Le ministre dénonce le «cas par cas» qui serait une source d'arbitraire, laissant entendre qu'une bonne loi y mettrait fin. Mais existe-t-il une seule loi qui soit si détaillée qu'elle fournisse la solution à toutes les situations où des normes et des droits se trouvent en compétition? S'il était possible d'édicter pareilles lois, à quoi serviraient les tribunaux? N'est-ce pas précisément leur fonction que de trancher entre diverses interprétations possibles d'une loi à la lumière d'une situation particulière?

Selon le ministre, les décideurs institutionnels opéreraient dans une sorte de vide en termes de balises et de critères de décision.

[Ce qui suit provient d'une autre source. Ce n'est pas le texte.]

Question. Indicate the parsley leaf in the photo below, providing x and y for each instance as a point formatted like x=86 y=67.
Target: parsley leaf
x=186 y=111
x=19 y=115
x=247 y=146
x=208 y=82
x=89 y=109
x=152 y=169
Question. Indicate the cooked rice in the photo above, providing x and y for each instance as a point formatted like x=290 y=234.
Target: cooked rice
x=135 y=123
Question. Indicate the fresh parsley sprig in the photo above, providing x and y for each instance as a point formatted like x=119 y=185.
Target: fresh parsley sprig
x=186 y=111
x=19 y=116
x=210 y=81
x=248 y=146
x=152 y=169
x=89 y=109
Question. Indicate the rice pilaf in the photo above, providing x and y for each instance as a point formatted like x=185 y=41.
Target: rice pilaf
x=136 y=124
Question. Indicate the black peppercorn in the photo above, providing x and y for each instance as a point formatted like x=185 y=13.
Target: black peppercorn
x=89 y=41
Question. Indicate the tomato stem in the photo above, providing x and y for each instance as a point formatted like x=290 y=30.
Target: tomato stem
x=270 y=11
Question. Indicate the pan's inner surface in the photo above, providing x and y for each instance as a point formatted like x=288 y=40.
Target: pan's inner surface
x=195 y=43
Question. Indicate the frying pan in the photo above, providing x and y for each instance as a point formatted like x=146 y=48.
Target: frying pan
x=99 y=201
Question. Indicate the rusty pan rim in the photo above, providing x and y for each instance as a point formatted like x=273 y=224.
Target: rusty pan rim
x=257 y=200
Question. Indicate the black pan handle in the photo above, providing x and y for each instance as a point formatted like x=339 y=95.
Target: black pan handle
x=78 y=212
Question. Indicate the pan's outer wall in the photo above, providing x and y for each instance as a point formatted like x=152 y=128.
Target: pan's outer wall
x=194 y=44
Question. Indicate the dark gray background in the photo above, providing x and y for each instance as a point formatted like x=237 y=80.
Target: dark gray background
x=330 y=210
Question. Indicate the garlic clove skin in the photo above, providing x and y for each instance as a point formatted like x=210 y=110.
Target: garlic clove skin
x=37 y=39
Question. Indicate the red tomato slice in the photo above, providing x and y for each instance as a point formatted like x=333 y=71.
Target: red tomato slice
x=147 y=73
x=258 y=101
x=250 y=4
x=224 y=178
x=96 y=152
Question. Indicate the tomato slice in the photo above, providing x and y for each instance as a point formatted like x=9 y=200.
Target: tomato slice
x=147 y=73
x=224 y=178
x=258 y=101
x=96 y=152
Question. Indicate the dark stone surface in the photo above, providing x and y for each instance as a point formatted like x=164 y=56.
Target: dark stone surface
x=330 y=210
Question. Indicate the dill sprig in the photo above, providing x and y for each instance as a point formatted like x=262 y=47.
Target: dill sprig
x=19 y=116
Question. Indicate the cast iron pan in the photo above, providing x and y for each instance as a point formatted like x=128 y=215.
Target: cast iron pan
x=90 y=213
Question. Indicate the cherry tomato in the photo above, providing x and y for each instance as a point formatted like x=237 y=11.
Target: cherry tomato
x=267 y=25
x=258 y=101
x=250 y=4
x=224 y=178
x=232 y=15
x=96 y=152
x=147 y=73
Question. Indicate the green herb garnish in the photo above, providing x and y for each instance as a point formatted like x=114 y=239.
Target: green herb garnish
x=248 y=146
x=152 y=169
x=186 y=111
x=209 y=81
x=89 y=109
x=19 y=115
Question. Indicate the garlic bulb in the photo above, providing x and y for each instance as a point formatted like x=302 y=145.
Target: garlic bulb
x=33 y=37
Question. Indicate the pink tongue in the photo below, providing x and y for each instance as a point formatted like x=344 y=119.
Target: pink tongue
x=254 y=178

N'est-ce pas faire fi d'une manière surprenante de l'immense travail qui s'est fait dans les institutions depuis quelques années, notamment des guides et procédures rigoureuses qui ont été élaborés?

Enfin, en rouvrant ce genre de dossier, M. Drainville ne craint-il pas de recréer le climat empoisonné qui a engendré la crise des années 2007-2008? N'avons-nous donc rien appris des déchirements et des dangereux emportements auxquels elle a donné lieu?

M. Drainville affirme que l'égalité homme-femme est bafouée par les accommodements. Encore une fois, où sont les preuves? Une nouvelle charte, nous dit-il, assurerait une protection adéquate de l'égalité homme-femme. Mais cette valeur est déjà hautement affirmée dans la charte actuelle des droits et libertés de la personne, d'abord comme droit fondamental, ensuite comme clause interprétative. Qu'est-ce qu'une nouvelle charte y ajouterait?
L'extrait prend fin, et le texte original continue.